Thirty five minutes until breakfast

Thirty five minutes until breakfast. A Premier Inn breakfast. I recall it being better than a Travelodge breakfast but in the great scheme of things it will probs still just be crappy hotel fare. I will be happy to be proved wrong. Just can’t be arsed to go out and find a good caff.

We have a large, quiet bedroom on the third (top) floor looking out over the rooftops of Tooting Bec. I almost expect to see Dick Van Dyke emerging with a gang of chimney sweeps and performing a dance routine in front of us. I doubt there are any chimney sweeps left in London. If there are they would definitely need more strings to their bow. Uber driver maybe 🙂

Interestingly when I went to Waitrose in Balham yesterday afternoon there was a not insubstantial gathering of delivery riders waiting for jobs to come along. What is the collective noun for delivery people. A fleet? Doesn’t sound right in this case. You can just imagine the conversation. “I’m only doing this to fill in while I wait for my next chimney sweeping gig”.

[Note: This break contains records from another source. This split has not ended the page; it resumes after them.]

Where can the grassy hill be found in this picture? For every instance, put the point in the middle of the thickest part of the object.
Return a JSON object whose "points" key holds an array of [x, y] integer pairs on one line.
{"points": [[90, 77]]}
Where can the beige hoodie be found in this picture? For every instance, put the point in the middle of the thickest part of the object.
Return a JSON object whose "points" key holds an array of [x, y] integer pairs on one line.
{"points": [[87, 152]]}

There is a lot of hustle and bustle about the place. Drivers need eyes in the back of their heads with bikes and pedestrians coming at you out of nowhere.The pedestrians are particularly dangerous as they usually have their heads buried in their phones. 

En route to the Rose and Crown yesterday at about six o’clock there was a noticeable constant stream of people walking up from the tube station. They seemed to be mostly in their twenties and early thirties. Good pub the Rose and Crown but nine pounds thirty for a pint and a packet of nuts. Welcome to London.

Farewell to the south east of England. The nose of the silver bullet points north and is instinctively returning us to the shire. A busy week over. It is a Friday and the weekend beckons.

The harvest in the golden fields of Hertfordshire is well under way. A patchwork of brown stubble emerges next to lush green meadows full of grazing sheep. The next crop is already down in one field and a giant water sprayer quenches the thirsty soil.

A nice old church appears through some trees. We have been  diverted off the Great North Road by the great god Waze. Around the corner there is a sign: “historic church”. A long tailback of traffic is to be seen on the A1. Result!